We all know the formula. All the interpretations don't make sense to me, however. What does it mean that I get $0.81$ information after knowing X? Or what does it mean that there is $2.33$ uncertainty? It means nothing.

I realized that Shannon entropy is strictly connected to the mean of encoding the information, therefore I propose the following interpretation:

Entropy is the average frequency of getting information that was encoded as densely as possible with given encoding.

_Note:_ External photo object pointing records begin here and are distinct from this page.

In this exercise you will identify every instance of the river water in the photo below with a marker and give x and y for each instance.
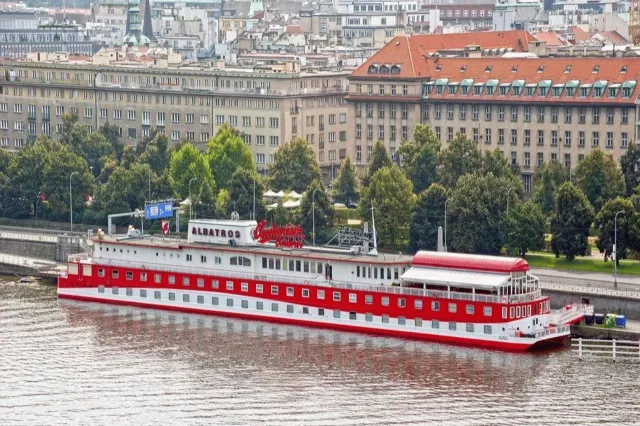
(65, 362)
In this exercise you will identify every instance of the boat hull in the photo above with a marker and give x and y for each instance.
(510, 344)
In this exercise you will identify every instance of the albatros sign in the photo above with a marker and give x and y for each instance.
(237, 232)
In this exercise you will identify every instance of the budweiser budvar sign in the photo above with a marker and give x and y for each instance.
(290, 236)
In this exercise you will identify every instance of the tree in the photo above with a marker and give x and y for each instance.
(190, 163)
(294, 166)
(599, 178)
(630, 164)
(226, 153)
(571, 222)
(128, 157)
(60, 162)
(420, 157)
(391, 194)
(323, 208)
(345, 187)
(241, 194)
(605, 224)
(476, 211)
(222, 204)
(461, 157)
(546, 182)
(379, 159)
(427, 217)
(206, 206)
(524, 226)
(156, 152)
(112, 133)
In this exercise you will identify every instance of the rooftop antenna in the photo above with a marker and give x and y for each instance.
(373, 252)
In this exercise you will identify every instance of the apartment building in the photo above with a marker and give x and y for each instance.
(188, 103)
(534, 110)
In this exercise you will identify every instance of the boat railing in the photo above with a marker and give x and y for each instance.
(319, 280)
(78, 257)
(560, 329)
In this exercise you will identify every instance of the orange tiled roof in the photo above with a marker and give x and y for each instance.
(408, 51)
(615, 73)
(552, 38)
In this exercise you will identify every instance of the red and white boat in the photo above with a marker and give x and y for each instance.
(227, 267)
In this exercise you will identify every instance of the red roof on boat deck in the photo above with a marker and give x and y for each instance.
(472, 262)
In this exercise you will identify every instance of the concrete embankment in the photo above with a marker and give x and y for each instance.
(34, 249)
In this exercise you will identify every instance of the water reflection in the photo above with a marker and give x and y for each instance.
(66, 362)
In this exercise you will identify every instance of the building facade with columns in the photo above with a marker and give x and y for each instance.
(534, 110)
(269, 107)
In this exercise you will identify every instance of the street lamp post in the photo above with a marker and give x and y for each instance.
(508, 191)
(313, 215)
(190, 197)
(615, 248)
(71, 201)
(445, 223)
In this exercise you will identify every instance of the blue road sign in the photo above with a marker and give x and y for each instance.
(158, 211)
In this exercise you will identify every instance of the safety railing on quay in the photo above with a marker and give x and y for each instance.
(628, 350)
(600, 291)
(561, 329)
(319, 281)
(18, 236)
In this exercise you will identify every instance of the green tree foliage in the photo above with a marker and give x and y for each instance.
(226, 153)
(323, 208)
(112, 133)
(627, 224)
(475, 213)
(461, 157)
(222, 204)
(241, 194)
(524, 227)
(391, 194)
(294, 167)
(379, 159)
(345, 187)
(599, 178)
(427, 216)
(546, 182)
(156, 152)
(205, 207)
(630, 164)
(190, 163)
(128, 157)
(420, 157)
(571, 222)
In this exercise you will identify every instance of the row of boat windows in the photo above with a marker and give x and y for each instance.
(452, 307)
(275, 307)
(372, 272)
(291, 265)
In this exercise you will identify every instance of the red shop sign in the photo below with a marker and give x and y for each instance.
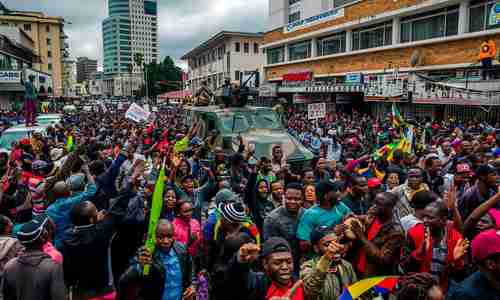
(300, 76)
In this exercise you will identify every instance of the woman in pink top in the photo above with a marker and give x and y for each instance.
(187, 230)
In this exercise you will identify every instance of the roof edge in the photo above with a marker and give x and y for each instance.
(219, 36)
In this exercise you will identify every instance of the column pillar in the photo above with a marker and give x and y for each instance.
(396, 31)
(286, 53)
(463, 17)
(314, 47)
(348, 40)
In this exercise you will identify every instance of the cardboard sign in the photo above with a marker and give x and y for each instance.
(137, 113)
(316, 110)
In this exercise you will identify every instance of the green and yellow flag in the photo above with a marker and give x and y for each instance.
(156, 208)
(70, 145)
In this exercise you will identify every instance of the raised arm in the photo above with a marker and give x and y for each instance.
(478, 213)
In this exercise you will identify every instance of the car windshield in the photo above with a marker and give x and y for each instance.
(48, 120)
(243, 121)
(9, 137)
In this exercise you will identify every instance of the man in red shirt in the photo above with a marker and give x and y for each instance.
(435, 247)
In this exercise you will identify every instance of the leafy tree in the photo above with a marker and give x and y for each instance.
(163, 77)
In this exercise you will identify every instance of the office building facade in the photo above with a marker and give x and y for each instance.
(48, 41)
(231, 55)
(84, 67)
(131, 28)
(421, 53)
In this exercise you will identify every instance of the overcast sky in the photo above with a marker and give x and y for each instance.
(183, 24)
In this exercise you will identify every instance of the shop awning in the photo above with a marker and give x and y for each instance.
(11, 87)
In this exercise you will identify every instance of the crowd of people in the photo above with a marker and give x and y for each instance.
(76, 205)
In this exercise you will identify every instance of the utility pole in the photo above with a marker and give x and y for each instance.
(146, 82)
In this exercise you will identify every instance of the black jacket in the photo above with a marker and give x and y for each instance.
(86, 251)
(135, 286)
(33, 276)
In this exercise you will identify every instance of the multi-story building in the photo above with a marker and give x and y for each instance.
(422, 53)
(69, 77)
(16, 64)
(131, 28)
(48, 37)
(228, 54)
(84, 67)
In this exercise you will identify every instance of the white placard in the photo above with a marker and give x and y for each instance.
(316, 110)
(137, 113)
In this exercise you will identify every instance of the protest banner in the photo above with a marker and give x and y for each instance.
(316, 110)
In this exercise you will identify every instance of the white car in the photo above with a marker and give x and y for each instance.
(49, 119)
(17, 133)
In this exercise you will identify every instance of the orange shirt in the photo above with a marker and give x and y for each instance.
(488, 50)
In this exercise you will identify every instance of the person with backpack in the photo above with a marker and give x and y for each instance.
(9, 247)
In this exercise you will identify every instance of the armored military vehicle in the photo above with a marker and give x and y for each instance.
(260, 127)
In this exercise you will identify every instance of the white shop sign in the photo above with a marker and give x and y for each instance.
(323, 17)
(316, 111)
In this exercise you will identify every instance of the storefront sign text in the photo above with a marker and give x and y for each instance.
(323, 17)
(10, 76)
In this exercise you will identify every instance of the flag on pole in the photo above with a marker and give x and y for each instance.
(397, 119)
(156, 208)
(70, 145)
(381, 285)
(385, 150)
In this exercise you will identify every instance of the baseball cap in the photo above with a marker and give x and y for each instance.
(485, 169)
(31, 231)
(374, 182)
(463, 168)
(485, 244)
(233, 212)
(225, 196)
(274, 245)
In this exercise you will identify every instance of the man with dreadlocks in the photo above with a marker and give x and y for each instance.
(419, 286)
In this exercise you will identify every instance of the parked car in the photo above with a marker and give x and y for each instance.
(49, 119)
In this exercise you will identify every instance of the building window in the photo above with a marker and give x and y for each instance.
(479, 12)
(433, 24)
(372, 36)
(299, 50)
(337, 3)
(294, 7)
(276, 55)
(256, 48)
(294, 17)
(332, 44)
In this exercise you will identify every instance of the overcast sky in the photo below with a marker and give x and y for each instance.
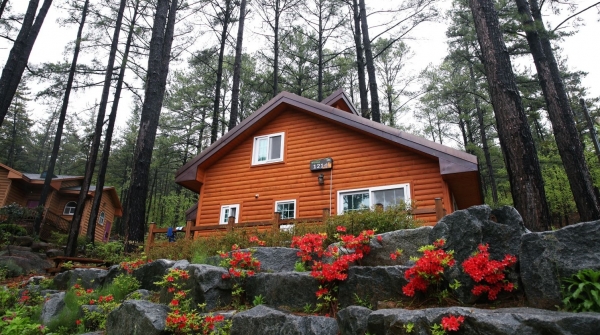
(429, 46)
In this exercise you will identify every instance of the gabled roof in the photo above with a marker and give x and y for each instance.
(451, 161)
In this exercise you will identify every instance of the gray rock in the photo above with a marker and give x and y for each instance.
(504, 321)
(289, 290)
(465, 230)
(208, 286)
(140, 294)
(548, 257)
(51, 253)
(137, 317)
(353, 320)
(409, 240)
(88, 278)
(150, 273)
(265, 320)
(53, 305)
(372, 284)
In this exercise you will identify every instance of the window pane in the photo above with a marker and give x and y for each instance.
(356, 201)
(262, 149)
(388, 197)
(275, 146)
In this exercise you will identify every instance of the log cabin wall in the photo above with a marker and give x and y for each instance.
(359, 161)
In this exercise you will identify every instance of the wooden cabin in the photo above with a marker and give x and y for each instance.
(299, 157)
(25, 189)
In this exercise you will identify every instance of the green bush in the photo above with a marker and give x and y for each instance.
(581, 292)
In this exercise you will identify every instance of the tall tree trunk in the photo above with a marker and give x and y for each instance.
(158, 69)
(237, 68)
(214, 131)
(276, 49)
(375, 114)
(93, 153)
(560, 113)
(360, 62)
(2, 6)
(91, 232)
(484, 144)
(593, 134)
(61, 118)
(19, 54)
(527, 185)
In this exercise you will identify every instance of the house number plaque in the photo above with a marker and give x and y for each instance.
(321, 164)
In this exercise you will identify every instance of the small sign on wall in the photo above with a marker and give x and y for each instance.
(321, 164)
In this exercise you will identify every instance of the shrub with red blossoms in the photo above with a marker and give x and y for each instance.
(489, 273)
(428, 269)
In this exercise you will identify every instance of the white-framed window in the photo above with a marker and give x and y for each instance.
(268, 149)
(229, 210)
(365, 198)
(287, 208)
(70, 208)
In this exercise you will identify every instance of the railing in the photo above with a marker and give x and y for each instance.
(275, 223)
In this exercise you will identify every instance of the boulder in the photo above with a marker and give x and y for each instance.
(208, 286)
(137, 317)
(87, 278)
(53, 305)
(546, 258)
(150, 273)
(503, 321)
(372, 284)
(353, 320)
(265, 320)
(465, 230)
(409, 240)
(289, 290)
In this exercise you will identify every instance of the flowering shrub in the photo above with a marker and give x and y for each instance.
(133, 265)
(490, 273)
(183, 319)
(351, 248)
(449, 323)
(428, 269)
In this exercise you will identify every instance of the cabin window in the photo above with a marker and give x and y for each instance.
(287, 209)
(227, 211)
(354, 200)
(267, 149)
(70, 208)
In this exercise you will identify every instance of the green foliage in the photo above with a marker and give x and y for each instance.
(111, 251)
(391, 219)
(581, 292)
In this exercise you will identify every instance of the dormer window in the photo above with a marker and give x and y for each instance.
(268, 149)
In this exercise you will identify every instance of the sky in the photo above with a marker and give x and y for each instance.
(428, 43)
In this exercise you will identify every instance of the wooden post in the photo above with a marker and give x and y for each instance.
(439, 209)
(150, 239)
(326, 215)
(276, 219)
(188, 230)
(230, 223)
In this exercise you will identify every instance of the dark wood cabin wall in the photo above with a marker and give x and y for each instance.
(360, 161)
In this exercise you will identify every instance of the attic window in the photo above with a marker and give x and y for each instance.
(70, 208)
(268, 149)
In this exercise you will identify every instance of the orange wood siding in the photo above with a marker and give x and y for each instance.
(4, 186)
(360, 161)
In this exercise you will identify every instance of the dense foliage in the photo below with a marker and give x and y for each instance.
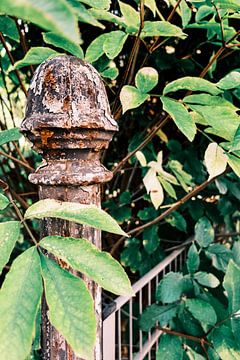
(171, 70)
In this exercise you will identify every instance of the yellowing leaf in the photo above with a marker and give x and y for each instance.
(154, 188)
(215, 160)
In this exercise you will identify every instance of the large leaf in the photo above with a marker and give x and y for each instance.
(162, 28)
(193, 84)
(36, 56)
(51, 15)
(215, 160)
(204, 232)
(131, 97)
(231, 284)
(19, 302)
(9, 135)
(71, 309)
(83, 214)
(170, 288)
(9, 234)
(170, 348)
(4, 202)
(98, 265)
(63, 43)
(206, 279)
(180, 116)
(193, 259)
(146, 79)
(202, 311)
(156, 313)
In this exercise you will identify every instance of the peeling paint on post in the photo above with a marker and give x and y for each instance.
(68, 120)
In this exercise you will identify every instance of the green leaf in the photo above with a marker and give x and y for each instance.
(9, 234)
(231, 284)
(146, 79)
(131, 97)
(220, 256)
(215, 160)
(204, 232)
(193, 259)
(170, 288)
(89, 215)
(95, 49)
(154, 313)
(206, 279)
(131, 17)
(20, 298)
(193, 84)
(202, 311)
(63, 43)
(170, 348)
(9, 28)
(85, 257)
(180, 116)
(9, 135)
(234, 163)
(51, 15)
(71, 309)
(235, 144)
(4, 202)
(113, 43)
(151, 239)
(110, 73)
(230, 81)
(36, 56)
(98, 4)
(161, 28)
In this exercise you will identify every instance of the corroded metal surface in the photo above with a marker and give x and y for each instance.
(68, 121)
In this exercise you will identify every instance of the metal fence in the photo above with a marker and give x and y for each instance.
(122, 339)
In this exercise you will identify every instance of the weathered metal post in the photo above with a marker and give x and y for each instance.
(68, 120)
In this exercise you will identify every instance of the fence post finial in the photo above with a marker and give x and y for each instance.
(68, 120)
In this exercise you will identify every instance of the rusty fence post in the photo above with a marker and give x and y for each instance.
(68, 121)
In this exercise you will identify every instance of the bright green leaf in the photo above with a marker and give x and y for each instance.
(193, 259)
(206, 279)
(9, 234)
(180, 116)
(161, 28)
(4, 202)
(51, 15)
(9, 135)
(63, 43)
(215, 160)
(170, 348)
(20, 298)
(202, 311)
(89, 215)
(146, 79)
(230, 81)
(113, 43)
(204, 232)
(193, 84)
(95, 49)
(131, 97)
(154, 313)
(231, 284)
(9, 28)
(170, 288)
(71, 309)
(36, 56)
(85, 257)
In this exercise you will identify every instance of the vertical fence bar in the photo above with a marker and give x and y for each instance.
(68, 120)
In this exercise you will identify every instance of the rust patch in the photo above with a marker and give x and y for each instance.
(49, 79)
(45, 135)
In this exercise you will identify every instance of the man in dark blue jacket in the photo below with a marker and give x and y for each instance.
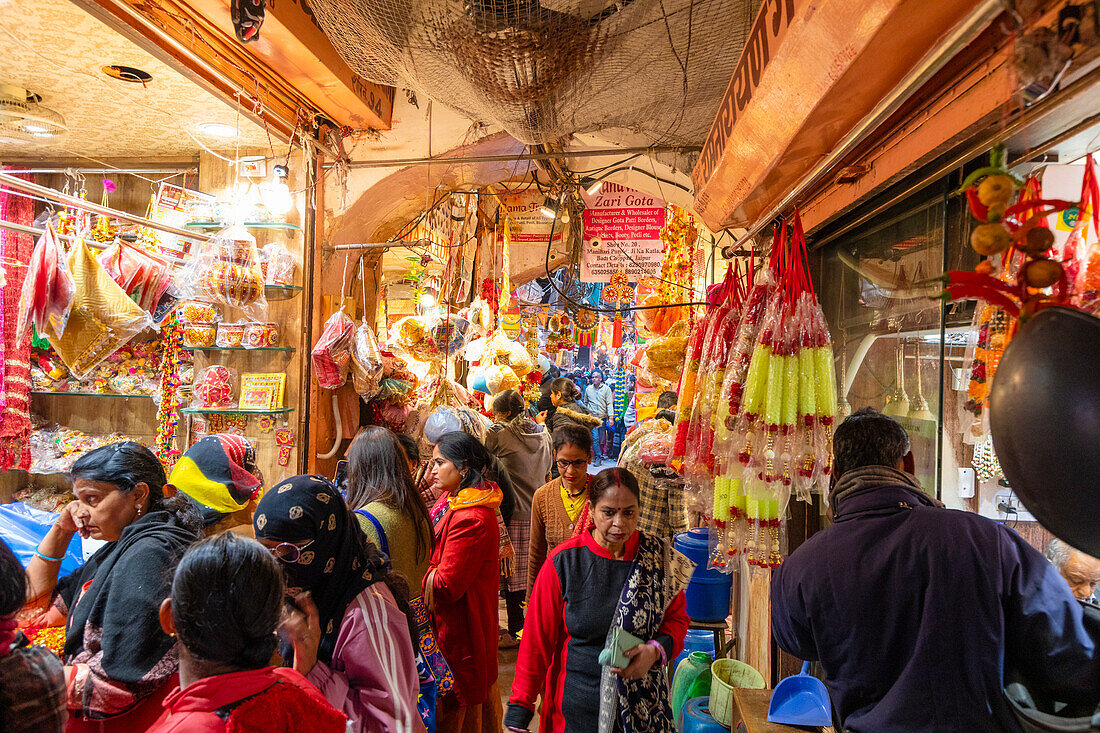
(914, 610)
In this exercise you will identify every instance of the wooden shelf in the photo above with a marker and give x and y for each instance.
(259, 226)
(92, 394)
(281, 292)
(234, 411)
(283, 349)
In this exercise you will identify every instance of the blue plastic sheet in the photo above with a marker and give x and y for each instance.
(22, 527)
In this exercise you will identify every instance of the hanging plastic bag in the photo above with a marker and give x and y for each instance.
(226, 270)
(279, 264)
(331, 354)
(47, 290)
(498, 379)
(143, 275)
(365, 361)
(101, 320)
(23, 527)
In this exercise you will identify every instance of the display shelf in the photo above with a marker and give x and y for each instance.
(92, 394)
(281, 292)
(284, 349)
(259, 226)
(233, 411)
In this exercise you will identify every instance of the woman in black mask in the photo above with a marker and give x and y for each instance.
(349, 630)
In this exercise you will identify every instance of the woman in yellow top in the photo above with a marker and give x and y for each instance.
(557, 506)
(385, 502)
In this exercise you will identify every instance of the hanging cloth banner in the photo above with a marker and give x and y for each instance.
(622, 233)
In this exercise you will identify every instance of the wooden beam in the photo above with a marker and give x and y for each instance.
(209, 54)
(293, 44)
(811, 75)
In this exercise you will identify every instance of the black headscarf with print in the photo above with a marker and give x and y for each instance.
(338, 565)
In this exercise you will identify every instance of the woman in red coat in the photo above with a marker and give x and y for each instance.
(462, 581)
(608, 577)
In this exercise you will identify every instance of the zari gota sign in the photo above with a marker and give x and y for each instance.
(622, 232)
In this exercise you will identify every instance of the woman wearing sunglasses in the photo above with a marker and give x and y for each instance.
(558, 506)
(348, 628)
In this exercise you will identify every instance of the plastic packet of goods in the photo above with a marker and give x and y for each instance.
(226, 270)
(46, 296)
(213, 389)
(279, 264)
(331, 354)
(366, 365)
(101, 320)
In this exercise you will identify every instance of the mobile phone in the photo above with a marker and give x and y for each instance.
(341, 476)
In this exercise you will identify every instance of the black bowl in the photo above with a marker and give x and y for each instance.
(1044, 412)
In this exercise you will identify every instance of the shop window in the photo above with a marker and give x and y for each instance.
(898, 350)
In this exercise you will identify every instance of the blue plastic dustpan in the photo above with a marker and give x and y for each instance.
(800, 700)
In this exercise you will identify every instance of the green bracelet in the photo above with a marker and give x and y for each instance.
(47, 558)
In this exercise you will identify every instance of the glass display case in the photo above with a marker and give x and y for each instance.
(900, 350)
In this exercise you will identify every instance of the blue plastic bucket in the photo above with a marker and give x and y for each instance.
(696, 718)
(708, 591)
(697, 639)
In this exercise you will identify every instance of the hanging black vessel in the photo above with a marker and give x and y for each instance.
(1044, 411)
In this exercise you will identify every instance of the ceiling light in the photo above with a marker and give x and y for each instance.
(128, 74)
(549, 208)
(219, 130)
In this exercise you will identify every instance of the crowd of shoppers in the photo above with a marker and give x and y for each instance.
(377, 612)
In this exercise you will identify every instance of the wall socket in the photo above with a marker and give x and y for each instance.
(966, 483)
(1009, 507)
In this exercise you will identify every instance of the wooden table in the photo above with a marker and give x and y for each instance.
(750, 714)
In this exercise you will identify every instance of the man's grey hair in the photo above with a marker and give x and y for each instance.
(1057, 553)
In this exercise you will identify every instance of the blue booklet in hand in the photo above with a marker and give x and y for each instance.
(614, 655)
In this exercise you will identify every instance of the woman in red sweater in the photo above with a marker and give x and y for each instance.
(227, 600)
(612, 576)
(462, 581)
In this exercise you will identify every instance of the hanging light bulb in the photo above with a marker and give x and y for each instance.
(277, 196)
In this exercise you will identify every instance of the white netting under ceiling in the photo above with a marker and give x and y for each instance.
(645, 70)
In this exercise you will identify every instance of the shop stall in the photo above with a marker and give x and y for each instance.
(147, 315)
(892, 196)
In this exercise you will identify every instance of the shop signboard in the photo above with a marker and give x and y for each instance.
(622, 233)
(528, 225)
(530, 231)
(1064, 182)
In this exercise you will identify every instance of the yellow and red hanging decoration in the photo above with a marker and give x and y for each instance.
(679, 237)
(616, 294)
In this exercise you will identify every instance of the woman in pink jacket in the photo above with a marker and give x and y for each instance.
(350, 633)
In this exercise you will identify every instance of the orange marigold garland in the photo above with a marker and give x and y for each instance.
(167, 416)
(52, 637)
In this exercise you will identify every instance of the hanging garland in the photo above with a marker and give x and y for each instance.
(167, 416)
(679, 238)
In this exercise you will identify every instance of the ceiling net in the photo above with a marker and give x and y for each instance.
(644, 72)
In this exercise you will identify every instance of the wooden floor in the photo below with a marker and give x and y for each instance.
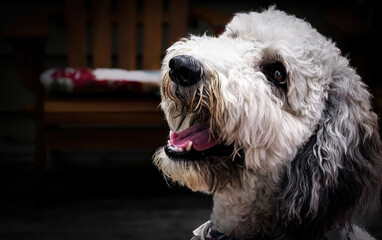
(98, 195)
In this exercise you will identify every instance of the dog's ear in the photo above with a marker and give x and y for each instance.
(339, 168)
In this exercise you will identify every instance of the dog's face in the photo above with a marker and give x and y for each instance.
(244, 103)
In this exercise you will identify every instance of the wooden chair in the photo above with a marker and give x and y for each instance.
(76, 122)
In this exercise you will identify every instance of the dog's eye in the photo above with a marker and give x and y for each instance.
(275, 73)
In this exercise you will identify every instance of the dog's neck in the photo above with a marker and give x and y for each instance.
(245, 213)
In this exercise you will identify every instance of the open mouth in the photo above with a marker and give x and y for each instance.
(196, 143)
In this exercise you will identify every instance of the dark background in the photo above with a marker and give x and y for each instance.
(120, 194)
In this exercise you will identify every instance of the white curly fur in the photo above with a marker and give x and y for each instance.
(299, 145)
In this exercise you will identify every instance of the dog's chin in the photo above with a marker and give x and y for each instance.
(210, 170)
(194, 156)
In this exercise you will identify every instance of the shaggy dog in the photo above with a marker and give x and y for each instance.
(271, 120)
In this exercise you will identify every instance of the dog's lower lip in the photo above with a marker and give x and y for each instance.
(194, 155)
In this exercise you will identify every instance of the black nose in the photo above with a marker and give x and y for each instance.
(185, 70)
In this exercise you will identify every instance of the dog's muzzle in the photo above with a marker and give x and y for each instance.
(185, 70)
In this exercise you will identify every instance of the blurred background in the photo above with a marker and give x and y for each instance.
(118, 193)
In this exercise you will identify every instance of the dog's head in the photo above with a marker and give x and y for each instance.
(270, 96)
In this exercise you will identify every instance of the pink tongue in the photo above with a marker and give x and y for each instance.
(198, 134)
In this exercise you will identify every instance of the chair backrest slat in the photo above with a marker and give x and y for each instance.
(178, 17)
(76, 33)
(152, 34)
(126, 17)
(127, 34)
(101, 34)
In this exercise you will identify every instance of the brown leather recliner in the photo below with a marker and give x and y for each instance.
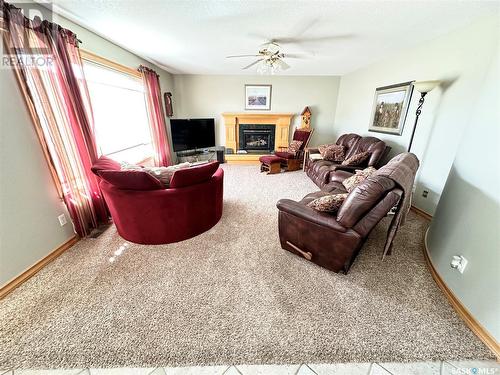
(319, 170)
(333, 241)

Here is how I would see the formula:

$$H(X) = \sum_x \underbrace{\ p_x}_{\text{probability of getting information x}}\underbrace{\log p_x^{-1}}_{\text{ after } p_x^{-1} \text{other bits in this encoding}}$$

Suppose now, that we want to use different encoding than binary, e.g. unary encoding. Then, the entropy would simply look like:

$$H(X) = \sum_xp_xp_x^{-1} = |X|$$

Which is kind of obvious when considering unary encoding. For any encoding, I would define generalized entropy as: $$H(X) = \sum_xp_xf(p_x^{-1}),$$ where $f$ is the information encoding function.

Finally, my question: is my interpretation correct? Are they any flaws or major mistakes that I can't see?

1 Answers1

0

This question asks for more of an opinion instead of an actual answer. I have always thought of entropy as a calculation of the opposite of how much a model has knowledge. High knowledge = Low entropy. So for example,

Model_1 = A machine that could predict with 99% accuracy the outcome of a coin flip.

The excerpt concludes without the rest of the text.